The formula we derived and want to prove is

Tn = a1 + (n - 1)a2 + 1/2(n - 2)(n - 1)d2.

Plugging in the formula we derived, but for Tn-1:

Tn = a1 + ((n - 1) - 1)a2 + 1/2((n - 1) - 2)((n - 1) - 1)d2 + (d1)n-1

= a1 + (n - 2)a2 + 1/2(n - 3)(n - 2)d2 + (d1)n-1

= a1 + (n - 2)a2 + 1/2(n - 3)(n - 2)d2 + (a2 + ((n - 1) - 1)d2)

= a1 + (n - 2)a2 + 1/2(n - 3)(n - 2)d2 + (a2 + (n - 2)d2)

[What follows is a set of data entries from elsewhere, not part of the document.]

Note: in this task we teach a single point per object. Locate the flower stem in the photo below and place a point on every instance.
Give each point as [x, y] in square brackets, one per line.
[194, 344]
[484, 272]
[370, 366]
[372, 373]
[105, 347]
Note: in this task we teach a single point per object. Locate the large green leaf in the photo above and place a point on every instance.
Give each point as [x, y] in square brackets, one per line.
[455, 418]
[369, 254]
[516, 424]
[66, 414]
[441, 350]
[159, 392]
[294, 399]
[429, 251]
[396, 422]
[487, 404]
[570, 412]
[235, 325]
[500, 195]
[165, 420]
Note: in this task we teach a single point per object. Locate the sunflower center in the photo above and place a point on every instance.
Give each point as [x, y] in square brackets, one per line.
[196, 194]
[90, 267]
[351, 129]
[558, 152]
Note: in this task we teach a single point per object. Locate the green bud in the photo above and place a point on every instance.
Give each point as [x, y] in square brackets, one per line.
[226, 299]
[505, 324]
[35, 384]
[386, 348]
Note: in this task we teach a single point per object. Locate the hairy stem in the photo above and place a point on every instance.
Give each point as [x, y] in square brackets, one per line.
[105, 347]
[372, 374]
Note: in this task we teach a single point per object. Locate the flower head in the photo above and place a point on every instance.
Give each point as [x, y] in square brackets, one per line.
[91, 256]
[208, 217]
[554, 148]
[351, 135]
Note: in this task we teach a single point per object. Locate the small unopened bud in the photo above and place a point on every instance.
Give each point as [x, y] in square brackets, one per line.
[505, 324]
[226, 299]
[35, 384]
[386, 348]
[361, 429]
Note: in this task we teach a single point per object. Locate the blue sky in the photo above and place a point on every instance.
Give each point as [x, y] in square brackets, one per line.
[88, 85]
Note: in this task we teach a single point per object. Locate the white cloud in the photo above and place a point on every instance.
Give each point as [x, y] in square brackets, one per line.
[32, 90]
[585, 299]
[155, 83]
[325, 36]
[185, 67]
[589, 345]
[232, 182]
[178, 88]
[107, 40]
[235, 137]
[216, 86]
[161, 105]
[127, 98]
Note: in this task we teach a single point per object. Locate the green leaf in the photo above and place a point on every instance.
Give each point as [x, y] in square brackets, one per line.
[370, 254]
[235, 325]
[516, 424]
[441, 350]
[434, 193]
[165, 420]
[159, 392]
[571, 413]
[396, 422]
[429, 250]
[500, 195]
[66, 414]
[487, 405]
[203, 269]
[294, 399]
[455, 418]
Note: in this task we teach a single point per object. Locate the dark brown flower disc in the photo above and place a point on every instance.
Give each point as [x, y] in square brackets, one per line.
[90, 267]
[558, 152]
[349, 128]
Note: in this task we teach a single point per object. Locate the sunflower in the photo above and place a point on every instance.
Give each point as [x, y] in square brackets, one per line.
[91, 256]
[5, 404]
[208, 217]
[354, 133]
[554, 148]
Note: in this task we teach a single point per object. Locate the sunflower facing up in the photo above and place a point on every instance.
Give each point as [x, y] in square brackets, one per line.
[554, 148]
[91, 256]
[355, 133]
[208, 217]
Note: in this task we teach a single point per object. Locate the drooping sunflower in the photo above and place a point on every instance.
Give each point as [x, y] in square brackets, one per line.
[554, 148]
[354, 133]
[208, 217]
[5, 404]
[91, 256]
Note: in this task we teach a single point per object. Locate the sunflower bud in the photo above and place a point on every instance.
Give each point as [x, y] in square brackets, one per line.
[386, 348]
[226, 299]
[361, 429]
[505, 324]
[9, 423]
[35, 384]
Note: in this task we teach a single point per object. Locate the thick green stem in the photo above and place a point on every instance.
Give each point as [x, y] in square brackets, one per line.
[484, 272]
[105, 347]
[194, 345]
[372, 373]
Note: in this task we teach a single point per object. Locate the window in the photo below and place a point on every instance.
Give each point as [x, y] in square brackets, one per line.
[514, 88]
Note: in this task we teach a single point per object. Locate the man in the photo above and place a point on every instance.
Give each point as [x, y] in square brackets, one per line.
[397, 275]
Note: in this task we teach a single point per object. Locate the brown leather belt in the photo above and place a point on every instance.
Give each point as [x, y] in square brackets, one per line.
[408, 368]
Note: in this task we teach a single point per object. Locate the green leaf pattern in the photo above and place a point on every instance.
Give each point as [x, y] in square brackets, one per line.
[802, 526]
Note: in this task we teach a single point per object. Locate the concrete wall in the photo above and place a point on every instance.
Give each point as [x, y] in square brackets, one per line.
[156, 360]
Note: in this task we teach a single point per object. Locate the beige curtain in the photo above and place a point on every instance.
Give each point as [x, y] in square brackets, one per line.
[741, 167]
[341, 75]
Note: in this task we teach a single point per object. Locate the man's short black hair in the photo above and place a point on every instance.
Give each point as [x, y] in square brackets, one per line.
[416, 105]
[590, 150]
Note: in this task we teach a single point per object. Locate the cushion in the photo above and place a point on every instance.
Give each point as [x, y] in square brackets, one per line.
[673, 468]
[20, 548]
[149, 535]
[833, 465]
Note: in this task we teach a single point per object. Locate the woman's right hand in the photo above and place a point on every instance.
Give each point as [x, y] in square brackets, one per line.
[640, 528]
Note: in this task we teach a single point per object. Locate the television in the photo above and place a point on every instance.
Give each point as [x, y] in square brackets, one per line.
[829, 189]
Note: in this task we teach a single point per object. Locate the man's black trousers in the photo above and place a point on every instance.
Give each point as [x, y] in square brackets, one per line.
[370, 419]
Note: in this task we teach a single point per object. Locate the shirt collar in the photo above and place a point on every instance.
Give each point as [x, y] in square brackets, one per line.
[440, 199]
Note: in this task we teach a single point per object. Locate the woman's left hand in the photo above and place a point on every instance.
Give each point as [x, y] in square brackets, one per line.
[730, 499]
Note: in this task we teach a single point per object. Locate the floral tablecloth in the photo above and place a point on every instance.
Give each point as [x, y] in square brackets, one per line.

= a1 + (n - 2)a2 + a2 + 1/2(n - 3)(n - 2)d2 + (n - 2)d2

= a1 + (n - 1)a2 + 1/2(n - 3)(n - 2)d2 + (n - 2)d2

= a1 + (n - 1)a2 + (1/2(n - 3) + 1)(n - 2)d2

= a1 + (n - 1)a2 + ((n - 3)/2 + 2/2)(n - 2)d2

= a1 + (n - 1)a2 + (((n - 3) + 2)/2)(n - 2)d2

= a1 + (n - 1)a2 + (((n - 3) + 2)/2)(n - 2)d2

= a1 + (n - 1)a2 + ((n - 1)/2)(n - 2)d2

= a1 + (n - 1)a2 + 1/2(n - 1)(n - 2)d2

= a1 + (n - 1)a2 + 1/2(n - 2)(n - 1)d2

That matches our formula, and hence proves that the formula will hold true for any n if (n - 1) is true. However, we are still missing our base case (n = 1), which is covered in the next subsection.

4.2 Base Case

Plugging in the formula for T1:

T1 = a1 + (n - 1)a2 + 1/2(n - 2)(n - 1)d2

= a1 + (1 - 1)a2 + 1/2(1 - 2)(1 - 1)d2, for n = 1

= a1 + (0)a2 + 1/2(-1)(0)d2, for n = 1

= a1 + 0 + 0

= a1.

Which matches our definition, and hence proves that the formula is true for n = 1. Combining that with the earlier induction step, we get that it is also true for n = 2, n - 1 = 1. Then that also shows that the formula is true for n = 3, n - 1 = 2. This then continues on infinitely, which shows that our formula holds true for any n.

QED.

5. Conclusion

So thats the derivation and proof of the formula for finding the nth term of a sequence with a second difference. Hopefully after reading through all that, you have gained a better understanding of how sequences with 2nd differences work.